Tall Fescue-Epichloë Coenophiala Associations Affect Belowground Fungi and Host, Symbiont Response to Climate Change.

Plants interact with myriad microorganisms, which influence ecosystem processes and can regulate ecosystem response to global change. One important symbiosis occurs between the grass, tall fescue (Schedonorus arundinaceus), and the asexual fungal endophyte Epichloë coenophiala. Because the common toxic endophyte (CTE) strain harms grazing livestock, non-livestock toxic endophyte (NTE) strains are increasingly deployed in pastures. Little is known about how these symbioses impact other plant-microbe-soil interactions in grasslands or how these relationships will respond to climate change.

Utilizing a climate change study, where grassland plots were subjected to factorial combinations of increased heat (+3°C, year-round) and precipitation (+30% of long-term annual mean precipitation), we planted cloned pairs of two tall fescue genotypes and subjected them to two years of climate manipulation. Within a clone pair, one individual was endophyte-infected (either CTE+ or NTE+) and the other was endophyte-free (CTE- or NTE-). We investigated how belowground fungal symbioses were altered by tall fescue-E. coenophiala genetics and climate change treatments by measuring root arbuscular mycorrhizal fungi (AMF) and fungal dark septate endophyte (DSE) colonization and estimated length of extraradical AMF hyphae (ERH) in soils via microscopy. We hypothesized that 1) unique combinations of host and endophyte genotypes differentially affect belowground fungal colonization, and 2) these associations would be impacted by warming and added precipitation.

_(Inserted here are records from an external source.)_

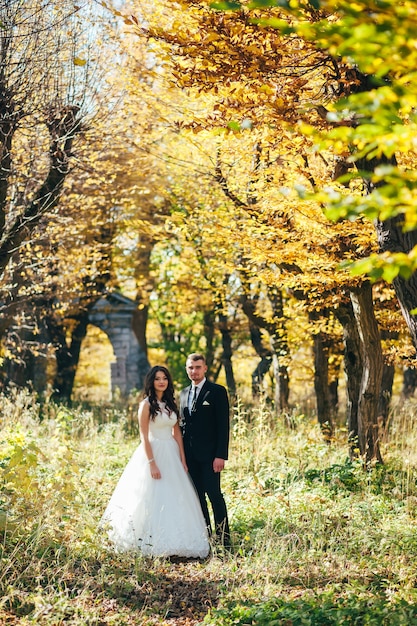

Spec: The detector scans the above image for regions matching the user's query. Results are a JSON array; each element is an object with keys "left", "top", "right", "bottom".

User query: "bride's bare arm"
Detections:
[{"left": 138, "top": 400, "right": 161, "bottom": 478}]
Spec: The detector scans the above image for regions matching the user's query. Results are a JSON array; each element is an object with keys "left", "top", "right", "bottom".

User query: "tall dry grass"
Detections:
[{"left": 0, "top": 392, "right": 417, "bottom": 626}]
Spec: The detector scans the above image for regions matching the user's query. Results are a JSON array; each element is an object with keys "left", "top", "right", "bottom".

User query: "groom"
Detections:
[{"left": 180, "top": 353, "right": 230, "bottom": 548}]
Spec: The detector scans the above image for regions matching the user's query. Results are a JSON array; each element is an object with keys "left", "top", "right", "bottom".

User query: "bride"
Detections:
[{"left": 100, "top": 365, "right": 209, "bottom": 558}]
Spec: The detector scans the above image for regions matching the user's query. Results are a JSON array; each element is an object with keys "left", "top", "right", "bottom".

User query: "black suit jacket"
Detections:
[{"left": 180, "top": 380, "right": 230, "bottom": 462}]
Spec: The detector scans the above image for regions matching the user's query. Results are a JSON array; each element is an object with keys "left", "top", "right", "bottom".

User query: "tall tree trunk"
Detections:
[
  {"left": 378, "top": 363, "right": 395, "bottom": 427},
  {"left": 313, "top": 332, "right": 333, "bottom": 441},
  {"left": 401, "top": 367, "right": 417, "bottom": 398},
  {"left": 53, "top": 309, "right": 88, "bottom": 404},
  {"left": 335, "top": 300, "right": 363, "bottom": 458},
  {"left": 350, "top": 282, "right": 383, "bottom": 465},
  {"left": 377, "top": 215, "right": 417, "bottom": 350},
  {"left": 219, "top": 314, "right": 236, "bottom": 401},
  {"left": 132, "top": 305, "right": 150, "bottom": 389},
  {"left": 249, "top": 320, "right": 272, "bottom": 398}
]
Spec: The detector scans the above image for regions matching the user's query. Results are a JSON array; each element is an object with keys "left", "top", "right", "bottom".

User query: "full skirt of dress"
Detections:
[{"left": 100, "top": 420, "right": 209, "bottom": 558}]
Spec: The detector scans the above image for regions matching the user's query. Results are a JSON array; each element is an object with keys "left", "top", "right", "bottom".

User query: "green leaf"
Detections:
[{"left": 210, "top": 0, "right": 242, "bottom": 11}]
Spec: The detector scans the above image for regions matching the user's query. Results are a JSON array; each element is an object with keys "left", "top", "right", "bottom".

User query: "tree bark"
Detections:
[
  {"left": 350, "top": 282, "right": 383, "bottom": 465},
  {"left": 335, "top": 300, "right": 363, "bottom": 459},
  {"left": 249, "top": 320, "right": 272, "bottom": 398},
  {"left": 313, "top": 332, "right": 333, "bottom": 441}
]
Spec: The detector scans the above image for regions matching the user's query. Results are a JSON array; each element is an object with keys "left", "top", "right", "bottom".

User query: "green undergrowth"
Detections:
[{"left": 0, "top": 393, "right": 417, "bottom": 626}]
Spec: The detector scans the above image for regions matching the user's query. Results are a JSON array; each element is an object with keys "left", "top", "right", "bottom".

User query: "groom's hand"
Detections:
[{"left": 213, "top": 457, "right": 224, "bottom": 474}]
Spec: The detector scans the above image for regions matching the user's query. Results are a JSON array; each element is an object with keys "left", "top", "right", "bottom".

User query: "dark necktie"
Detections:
[{"left": 191, "top": 387, "right": 197, "bottom": 411}]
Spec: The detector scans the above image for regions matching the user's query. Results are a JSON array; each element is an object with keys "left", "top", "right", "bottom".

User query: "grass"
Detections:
[{"left": 0, "top": 393, "right": 417, "bottom": 626}]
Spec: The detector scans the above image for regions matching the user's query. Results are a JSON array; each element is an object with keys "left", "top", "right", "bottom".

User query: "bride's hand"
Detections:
[{"left": 151, "top": 461, "right": 161, "bottom": 478}]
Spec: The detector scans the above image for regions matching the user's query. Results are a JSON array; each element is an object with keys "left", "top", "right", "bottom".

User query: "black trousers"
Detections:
[{"left": 187, "top": 459, "right": 230, "bottom": 547}]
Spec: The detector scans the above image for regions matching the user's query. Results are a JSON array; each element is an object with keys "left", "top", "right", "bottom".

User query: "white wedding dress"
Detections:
[{"left": 100, "top": 403, "right": 209, "bottom": 558}]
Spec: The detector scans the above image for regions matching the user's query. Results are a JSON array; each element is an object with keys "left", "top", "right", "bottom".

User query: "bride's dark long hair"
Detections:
[{"left": 143, "top": 365, "right": 179, "bottom": 420}]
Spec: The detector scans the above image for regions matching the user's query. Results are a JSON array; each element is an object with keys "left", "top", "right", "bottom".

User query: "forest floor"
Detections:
[{"left": 0, "top": 397, "right": 417, "bottom": 626}]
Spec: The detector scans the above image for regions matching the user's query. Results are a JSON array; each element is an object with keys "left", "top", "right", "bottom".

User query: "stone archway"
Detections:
[{"left": 88, "top": 292, "right": 147, "bottom": 396}]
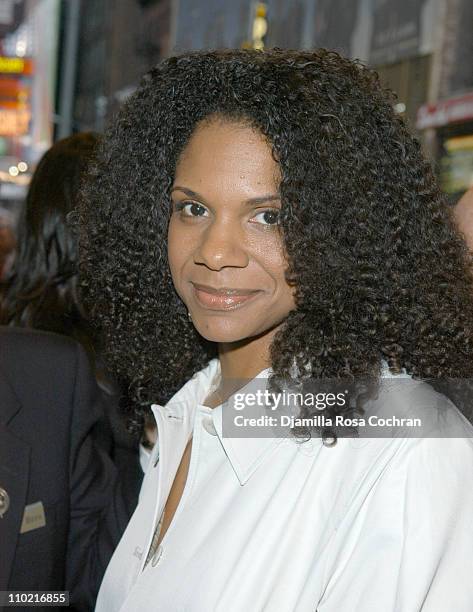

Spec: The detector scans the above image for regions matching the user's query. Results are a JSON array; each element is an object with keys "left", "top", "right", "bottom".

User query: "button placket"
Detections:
[
  {"left": 151, "top": 544, "right": 163, "bottom": 567},
  {"left": 202, "top": 416, "right": 217, "bottom": 436}
]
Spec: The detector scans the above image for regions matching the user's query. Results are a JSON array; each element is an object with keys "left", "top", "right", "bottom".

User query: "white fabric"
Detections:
[{"left": 96, "top": 359, "right": 473, "bottom": 612}]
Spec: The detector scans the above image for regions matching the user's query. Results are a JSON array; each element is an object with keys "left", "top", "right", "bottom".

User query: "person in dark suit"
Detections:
[
  {"left": 0, "top": 132, "right": 143, "bottom": 515},
  {"left": 0, "top": 326, "right": 129, "bottom": 611}
]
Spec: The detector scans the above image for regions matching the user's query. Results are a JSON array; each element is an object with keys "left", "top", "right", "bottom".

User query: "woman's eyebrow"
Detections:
[{"left": 171, "top": 185, "right": 281, "bottom": 206}]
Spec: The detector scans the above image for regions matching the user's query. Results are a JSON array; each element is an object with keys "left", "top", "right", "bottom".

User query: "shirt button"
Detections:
[
  {"left": 151, "top": 544, "right": 163, "bottom": 567},
  {"left": 202, "top": 417, "right": 217, "bottom": 436}
]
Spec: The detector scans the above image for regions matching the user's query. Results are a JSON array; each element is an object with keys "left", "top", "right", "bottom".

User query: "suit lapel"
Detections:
[{"left": 0, "top": 372, "right": 31, "bottom": 591}]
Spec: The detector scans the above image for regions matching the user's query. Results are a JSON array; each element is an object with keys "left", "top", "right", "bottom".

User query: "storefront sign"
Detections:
[{"left": 416, "top": 92, "right": 473, "bottom": 130}]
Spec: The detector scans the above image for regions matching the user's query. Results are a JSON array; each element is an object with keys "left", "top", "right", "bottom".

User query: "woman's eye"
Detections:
[
  {"left": 175, "top": 202, "right": 207, "bottom": 217},
  {"left": 253, "top": 209, "right": 279, "bottom": 225}
]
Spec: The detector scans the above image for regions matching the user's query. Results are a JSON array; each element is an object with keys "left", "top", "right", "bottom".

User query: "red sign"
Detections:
[{"left": 416, "top": 93, "right": 473, "bottom": 130}]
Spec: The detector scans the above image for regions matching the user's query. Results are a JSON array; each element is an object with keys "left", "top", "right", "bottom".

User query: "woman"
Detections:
[
  {"left": 0, "top": 132, "right": 143, "bottom": 516},
  {"left": 81, "top": 50, "right": 473, "bottom": 612}
]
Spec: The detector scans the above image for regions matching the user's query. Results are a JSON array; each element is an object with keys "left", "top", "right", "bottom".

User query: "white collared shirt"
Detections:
[{"left": 96, "top": 359, "right": 473, "bottom": 612}]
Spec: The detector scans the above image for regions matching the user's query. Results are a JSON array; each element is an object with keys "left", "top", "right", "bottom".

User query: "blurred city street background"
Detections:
[{"left": 0, "top": 0, "right": 473, "bottom": 222}]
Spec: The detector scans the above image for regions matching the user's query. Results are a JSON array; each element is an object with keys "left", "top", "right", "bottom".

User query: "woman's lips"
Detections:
[{"left": 192, "top": 283, "right": 260, "bottom": 310}]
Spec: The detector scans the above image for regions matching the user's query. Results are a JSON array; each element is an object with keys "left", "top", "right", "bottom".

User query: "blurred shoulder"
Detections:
[{"left": 0, "top": 326, "right": 78, "bottom": 359}]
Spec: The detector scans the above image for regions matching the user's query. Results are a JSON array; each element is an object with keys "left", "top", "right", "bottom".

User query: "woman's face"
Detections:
[{"left": 168, "top": 120, "right": 295, "bottom": 343}]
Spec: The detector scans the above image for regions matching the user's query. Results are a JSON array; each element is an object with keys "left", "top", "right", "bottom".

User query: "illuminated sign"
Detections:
[
  {"left": 0, "top": 55, "right": 33, "bottom": 74},
  {"left": 0, "top": 108, "right": 31, "bottom": 136}
]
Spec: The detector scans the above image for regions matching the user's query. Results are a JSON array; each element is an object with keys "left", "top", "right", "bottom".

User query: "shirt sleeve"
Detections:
[{"left": 317, "top": 438, "right": 473, "bottom": 612}]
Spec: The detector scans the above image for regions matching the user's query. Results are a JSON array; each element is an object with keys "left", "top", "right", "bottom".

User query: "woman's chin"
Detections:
[{"left": 189, "top": 319, "right": 254, "bottom": 343}]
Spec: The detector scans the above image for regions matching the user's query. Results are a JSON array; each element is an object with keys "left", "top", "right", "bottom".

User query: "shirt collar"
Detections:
[
  {"left": 152, "top": 357, "right": 410, "bottom": 485},
  {"left": 151, "top": 357, "right": 282, "bottom": 485}
]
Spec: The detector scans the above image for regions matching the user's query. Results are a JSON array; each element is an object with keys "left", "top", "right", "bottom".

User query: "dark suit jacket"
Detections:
[{"left": 0, "top": 328, "right": 133, "bottom": 610}]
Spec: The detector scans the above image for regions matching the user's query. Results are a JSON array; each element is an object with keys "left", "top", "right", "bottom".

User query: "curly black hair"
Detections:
[
  {"left": 0, "top": 132, "right": 99, "bottom": 356},
  {"left": 80, "top": 49, "right": 473, "bottom": 438}
]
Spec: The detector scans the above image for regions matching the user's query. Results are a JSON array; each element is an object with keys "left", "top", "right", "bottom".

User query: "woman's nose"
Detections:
[{"left": 194, "top": 220, "right": 249, "bottom": 270}]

AMF arbuscules and vesicles and ERH were significantly affected by tall fescue genotype, endophyte status, and climate change treatments. Root DSE were reduced by endophyte presence but stimulated by warming. Genetically distinct E. coenophiala-tall fescue associations may have divergent long-term impacts on other host-symbiont interactions and belowground communities under future climate change conditions.